Es gilt, ein gemeinsames Verständnis von Integration zu entwickeln, das wechselseitige Pflichten und Rechte begründet: für Migrantinnen und Migranten wie für die heimische Bevölkerung. Wer Forderungen stellt, muss auch fördern. Wer Rechte beansprucht, muss auch Pflichten erfüllen. Grundlage ist neben unseren Wertvorstellungen und unserem kulturellen Selbstverständnis unsere freiheitliche und demokratische Ordnung, wie sie sich aus der deutschen und europäischen Geschichte entwickelt hat und im Grundgesetz ihre verfassungsrechtliche Ausprägung findet.

Integrationsbereitschaft einfordern

Mit dem Aufenthaltsgesetz ist ein erster wichtiger Schritt hin zur systematischen Integrationsförderung von rechtmäßig auf Dauer im Bundesgebiet lebenden Migrantinnen und Migranten getan worden.

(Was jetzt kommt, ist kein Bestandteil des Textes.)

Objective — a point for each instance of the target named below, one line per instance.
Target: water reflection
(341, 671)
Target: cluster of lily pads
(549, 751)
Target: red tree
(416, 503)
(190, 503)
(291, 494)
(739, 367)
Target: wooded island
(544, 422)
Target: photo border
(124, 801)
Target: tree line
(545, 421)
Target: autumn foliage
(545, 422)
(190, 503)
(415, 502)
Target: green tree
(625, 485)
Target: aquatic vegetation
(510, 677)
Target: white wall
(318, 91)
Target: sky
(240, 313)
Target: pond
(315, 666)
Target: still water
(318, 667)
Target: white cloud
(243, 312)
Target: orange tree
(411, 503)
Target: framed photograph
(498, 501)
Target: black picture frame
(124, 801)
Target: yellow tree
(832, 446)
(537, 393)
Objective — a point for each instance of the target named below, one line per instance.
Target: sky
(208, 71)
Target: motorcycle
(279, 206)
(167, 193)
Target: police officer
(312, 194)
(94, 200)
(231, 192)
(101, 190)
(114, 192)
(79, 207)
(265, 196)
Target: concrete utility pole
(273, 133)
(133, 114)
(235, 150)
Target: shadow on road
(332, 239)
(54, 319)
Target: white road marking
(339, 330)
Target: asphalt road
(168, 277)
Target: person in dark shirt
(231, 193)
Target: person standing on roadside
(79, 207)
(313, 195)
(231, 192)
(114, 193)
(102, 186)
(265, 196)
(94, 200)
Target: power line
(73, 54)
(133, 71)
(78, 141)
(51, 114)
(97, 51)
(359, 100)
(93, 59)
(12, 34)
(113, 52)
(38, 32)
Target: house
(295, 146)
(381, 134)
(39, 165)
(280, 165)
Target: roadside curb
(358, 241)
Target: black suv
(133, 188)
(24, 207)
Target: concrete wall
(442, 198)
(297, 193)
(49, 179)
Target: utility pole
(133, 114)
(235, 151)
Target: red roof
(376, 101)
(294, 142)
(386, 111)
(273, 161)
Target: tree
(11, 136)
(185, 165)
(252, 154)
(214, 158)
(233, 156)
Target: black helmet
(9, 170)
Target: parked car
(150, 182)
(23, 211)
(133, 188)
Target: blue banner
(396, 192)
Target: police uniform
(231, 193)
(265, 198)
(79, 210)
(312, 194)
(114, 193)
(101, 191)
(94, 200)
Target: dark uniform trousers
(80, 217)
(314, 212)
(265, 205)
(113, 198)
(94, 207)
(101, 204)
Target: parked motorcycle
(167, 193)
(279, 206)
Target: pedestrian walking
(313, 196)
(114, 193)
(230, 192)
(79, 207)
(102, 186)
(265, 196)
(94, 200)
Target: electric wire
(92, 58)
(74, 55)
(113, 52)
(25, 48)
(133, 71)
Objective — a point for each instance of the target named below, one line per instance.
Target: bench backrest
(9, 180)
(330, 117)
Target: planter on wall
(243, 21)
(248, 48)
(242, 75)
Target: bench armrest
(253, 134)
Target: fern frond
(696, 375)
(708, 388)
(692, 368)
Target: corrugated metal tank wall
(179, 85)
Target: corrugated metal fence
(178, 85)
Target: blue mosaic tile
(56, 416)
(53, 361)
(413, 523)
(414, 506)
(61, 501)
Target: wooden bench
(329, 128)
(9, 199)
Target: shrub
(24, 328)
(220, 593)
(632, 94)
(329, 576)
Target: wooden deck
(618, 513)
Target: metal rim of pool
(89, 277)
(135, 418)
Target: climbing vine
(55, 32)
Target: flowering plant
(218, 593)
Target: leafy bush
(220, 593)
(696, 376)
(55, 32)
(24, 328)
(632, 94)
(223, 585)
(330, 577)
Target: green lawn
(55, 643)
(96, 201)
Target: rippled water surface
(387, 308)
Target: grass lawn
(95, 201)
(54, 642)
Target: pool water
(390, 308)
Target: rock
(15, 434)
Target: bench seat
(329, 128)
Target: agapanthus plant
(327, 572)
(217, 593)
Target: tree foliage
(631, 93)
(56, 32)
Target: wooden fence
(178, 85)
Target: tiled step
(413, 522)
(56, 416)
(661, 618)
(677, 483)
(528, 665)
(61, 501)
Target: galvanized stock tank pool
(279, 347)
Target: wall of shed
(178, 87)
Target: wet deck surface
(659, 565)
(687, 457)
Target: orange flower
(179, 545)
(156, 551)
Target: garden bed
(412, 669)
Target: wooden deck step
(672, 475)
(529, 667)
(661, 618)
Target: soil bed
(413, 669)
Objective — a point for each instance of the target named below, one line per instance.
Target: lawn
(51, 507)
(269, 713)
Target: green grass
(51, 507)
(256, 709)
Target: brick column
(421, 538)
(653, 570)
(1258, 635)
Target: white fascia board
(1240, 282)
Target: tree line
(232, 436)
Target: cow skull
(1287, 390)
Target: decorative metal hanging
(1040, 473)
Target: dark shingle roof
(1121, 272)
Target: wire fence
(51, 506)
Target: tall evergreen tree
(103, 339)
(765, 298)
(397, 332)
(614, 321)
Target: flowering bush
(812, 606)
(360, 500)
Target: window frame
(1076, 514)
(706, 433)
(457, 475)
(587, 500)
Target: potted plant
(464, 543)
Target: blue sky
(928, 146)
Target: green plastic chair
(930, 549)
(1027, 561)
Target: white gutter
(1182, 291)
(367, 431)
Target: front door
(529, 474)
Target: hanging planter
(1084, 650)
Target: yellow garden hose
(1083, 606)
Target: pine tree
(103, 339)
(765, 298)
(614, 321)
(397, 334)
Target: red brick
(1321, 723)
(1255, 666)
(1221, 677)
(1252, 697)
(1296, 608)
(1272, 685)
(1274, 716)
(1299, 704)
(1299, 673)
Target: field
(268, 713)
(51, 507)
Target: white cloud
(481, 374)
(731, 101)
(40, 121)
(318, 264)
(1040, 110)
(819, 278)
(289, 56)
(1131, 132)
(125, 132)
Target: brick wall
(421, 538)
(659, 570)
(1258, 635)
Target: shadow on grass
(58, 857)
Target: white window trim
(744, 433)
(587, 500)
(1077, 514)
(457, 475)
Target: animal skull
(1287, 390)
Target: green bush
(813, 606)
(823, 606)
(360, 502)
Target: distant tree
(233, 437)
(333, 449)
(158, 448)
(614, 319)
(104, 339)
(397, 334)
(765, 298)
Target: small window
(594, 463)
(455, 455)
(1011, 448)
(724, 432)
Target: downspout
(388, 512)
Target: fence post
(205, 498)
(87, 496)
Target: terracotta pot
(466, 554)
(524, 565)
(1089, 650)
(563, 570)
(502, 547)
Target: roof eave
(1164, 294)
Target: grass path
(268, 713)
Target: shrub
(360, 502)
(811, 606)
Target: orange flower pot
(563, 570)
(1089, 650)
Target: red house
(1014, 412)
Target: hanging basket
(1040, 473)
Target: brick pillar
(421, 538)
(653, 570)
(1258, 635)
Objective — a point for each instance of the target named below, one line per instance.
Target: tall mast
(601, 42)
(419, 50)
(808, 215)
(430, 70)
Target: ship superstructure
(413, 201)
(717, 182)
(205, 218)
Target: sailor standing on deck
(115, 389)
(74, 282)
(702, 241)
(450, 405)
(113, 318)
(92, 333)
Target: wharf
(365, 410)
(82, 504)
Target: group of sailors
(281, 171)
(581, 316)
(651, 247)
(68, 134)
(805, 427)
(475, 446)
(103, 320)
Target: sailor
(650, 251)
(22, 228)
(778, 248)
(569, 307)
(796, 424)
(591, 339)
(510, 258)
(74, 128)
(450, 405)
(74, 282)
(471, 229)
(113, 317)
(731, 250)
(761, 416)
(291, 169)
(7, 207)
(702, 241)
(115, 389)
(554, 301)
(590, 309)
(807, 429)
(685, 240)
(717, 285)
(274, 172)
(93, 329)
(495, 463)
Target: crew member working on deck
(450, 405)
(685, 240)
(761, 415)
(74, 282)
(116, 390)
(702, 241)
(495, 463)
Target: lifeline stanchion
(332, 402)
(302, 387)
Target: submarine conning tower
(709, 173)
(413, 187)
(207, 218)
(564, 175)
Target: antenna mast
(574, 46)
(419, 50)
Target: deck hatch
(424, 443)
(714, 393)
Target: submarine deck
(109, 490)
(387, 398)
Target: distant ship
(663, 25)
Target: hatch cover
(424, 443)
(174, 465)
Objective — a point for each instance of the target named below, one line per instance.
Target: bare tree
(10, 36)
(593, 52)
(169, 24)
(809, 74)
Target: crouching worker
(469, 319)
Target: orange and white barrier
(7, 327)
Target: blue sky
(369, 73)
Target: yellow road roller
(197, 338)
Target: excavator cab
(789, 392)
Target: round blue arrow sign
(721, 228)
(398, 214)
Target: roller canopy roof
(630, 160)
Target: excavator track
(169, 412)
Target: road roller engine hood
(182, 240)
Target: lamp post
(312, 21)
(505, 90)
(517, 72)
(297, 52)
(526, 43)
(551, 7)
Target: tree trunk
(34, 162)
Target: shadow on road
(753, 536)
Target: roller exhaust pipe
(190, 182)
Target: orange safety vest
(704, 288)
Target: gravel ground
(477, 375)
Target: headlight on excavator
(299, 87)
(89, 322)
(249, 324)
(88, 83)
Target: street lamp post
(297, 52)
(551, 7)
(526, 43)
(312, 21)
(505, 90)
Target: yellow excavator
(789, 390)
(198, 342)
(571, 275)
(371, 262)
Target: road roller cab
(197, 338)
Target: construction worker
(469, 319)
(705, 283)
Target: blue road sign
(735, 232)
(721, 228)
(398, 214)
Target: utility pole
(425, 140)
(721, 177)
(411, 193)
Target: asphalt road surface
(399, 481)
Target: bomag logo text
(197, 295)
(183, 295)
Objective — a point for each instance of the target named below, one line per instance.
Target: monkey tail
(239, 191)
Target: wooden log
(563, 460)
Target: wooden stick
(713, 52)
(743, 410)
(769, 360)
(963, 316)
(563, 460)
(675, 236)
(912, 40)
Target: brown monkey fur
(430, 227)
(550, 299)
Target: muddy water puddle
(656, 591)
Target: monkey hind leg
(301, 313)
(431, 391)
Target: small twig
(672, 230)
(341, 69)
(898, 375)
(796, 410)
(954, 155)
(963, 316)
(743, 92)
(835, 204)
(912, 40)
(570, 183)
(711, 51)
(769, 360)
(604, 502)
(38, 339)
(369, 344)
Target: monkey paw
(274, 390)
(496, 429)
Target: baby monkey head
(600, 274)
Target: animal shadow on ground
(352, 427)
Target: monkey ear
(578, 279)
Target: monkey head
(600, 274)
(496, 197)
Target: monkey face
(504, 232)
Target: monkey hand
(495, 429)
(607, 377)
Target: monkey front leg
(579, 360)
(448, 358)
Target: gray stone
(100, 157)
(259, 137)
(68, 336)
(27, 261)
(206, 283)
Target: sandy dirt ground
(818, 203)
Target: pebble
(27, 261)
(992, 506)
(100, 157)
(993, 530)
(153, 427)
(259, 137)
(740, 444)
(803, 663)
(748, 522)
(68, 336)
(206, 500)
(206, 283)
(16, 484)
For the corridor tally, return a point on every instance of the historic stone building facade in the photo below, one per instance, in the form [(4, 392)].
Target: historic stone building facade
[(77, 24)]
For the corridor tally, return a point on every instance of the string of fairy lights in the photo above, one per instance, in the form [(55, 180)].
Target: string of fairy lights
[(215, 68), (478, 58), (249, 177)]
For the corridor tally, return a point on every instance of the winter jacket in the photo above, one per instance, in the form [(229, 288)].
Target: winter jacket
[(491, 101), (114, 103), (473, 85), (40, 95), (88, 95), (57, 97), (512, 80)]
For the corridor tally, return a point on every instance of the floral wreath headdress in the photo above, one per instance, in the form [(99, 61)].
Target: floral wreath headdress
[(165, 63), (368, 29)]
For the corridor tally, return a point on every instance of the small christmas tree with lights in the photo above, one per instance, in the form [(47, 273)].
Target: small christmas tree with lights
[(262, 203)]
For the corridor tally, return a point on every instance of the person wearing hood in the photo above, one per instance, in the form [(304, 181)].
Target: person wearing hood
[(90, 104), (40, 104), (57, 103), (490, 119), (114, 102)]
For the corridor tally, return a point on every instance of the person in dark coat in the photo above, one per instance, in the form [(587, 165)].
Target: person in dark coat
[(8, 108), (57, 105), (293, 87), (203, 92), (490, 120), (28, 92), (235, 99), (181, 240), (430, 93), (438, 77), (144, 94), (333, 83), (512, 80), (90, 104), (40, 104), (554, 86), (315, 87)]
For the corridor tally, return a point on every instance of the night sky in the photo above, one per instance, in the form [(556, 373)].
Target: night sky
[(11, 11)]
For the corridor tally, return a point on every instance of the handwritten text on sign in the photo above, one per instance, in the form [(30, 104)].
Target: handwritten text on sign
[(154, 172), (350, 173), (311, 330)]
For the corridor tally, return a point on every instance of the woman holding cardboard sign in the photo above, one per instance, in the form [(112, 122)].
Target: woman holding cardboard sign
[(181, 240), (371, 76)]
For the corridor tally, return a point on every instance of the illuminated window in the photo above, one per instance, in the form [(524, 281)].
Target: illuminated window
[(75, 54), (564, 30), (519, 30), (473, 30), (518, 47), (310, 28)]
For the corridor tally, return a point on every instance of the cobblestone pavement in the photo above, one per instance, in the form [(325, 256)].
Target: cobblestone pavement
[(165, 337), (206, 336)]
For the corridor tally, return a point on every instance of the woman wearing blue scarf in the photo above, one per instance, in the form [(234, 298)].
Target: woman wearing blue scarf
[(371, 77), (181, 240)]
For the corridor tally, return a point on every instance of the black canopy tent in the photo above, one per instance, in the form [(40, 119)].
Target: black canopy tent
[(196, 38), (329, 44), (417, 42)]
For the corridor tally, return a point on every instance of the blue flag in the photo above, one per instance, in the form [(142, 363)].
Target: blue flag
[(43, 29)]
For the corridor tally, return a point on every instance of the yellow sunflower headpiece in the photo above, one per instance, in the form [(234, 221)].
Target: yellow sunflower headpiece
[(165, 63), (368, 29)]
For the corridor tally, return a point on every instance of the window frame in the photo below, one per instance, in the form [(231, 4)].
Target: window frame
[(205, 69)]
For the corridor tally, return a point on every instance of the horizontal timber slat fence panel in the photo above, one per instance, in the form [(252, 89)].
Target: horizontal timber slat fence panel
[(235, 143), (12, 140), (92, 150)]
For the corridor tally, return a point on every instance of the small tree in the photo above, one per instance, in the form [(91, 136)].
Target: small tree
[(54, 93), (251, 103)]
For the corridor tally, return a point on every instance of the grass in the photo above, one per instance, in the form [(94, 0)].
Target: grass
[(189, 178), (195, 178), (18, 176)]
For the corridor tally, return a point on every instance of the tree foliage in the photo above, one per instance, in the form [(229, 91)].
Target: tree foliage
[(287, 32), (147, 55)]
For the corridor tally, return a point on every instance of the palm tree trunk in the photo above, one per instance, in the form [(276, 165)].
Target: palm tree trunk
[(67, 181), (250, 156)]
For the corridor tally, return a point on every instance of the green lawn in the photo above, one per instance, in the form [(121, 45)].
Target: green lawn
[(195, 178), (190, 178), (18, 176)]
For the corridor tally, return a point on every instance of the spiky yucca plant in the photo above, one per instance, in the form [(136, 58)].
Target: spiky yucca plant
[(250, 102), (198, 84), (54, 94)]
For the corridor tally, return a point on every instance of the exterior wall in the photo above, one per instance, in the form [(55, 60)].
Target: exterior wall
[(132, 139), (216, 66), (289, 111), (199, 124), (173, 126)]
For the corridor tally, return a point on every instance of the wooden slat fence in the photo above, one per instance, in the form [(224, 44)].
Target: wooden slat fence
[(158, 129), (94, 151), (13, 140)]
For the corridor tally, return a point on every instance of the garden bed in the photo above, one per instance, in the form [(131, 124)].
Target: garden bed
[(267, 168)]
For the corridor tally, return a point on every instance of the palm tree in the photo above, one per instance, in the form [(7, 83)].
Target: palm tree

Die Bundesregierung hat sich zu ihrer Verantwortung für die Sprachförderung der Zugewanderten und deren Orientierung über Recht, Kultur, Geschichte und das Staatswesen Deutschlands bekannt. Indem wir Menschen, die neu zu uns kommen, ein bestimmtes Maß an Integrationsbemühungen abverlangen, befördern wir auch Akzeptanz für Migration in der Aufnahmegesellschaft.

Auftakt zum Dialog

Hieran wollen wir anknüpfen und Maßnahmen auf allen Ebenen von Staat und Gesellschaft zusammenführen und bündeln. Die Bundeskanzlerin hat deshalb erstmalig in der Geschichte der Bundesrepublik Deutschland zu einem Integrationsgipfel eingeladen, an dem Migrantinnen und Migranten sowie Vertreter aller politischen Ebenen und gesellschaftlichen Gruppen teilnehmen. Der Gipfel ist Auftakt zu einem fortlaufenden Dialog, als dessen Abschluss ein Nationaler Integrationsplan mit klaren Zielen, konkreten Maßnahmen und Selbstverpflichtungen als Grundlage einer nachhaltigen Integrationspolitik erarbeitet werden soll.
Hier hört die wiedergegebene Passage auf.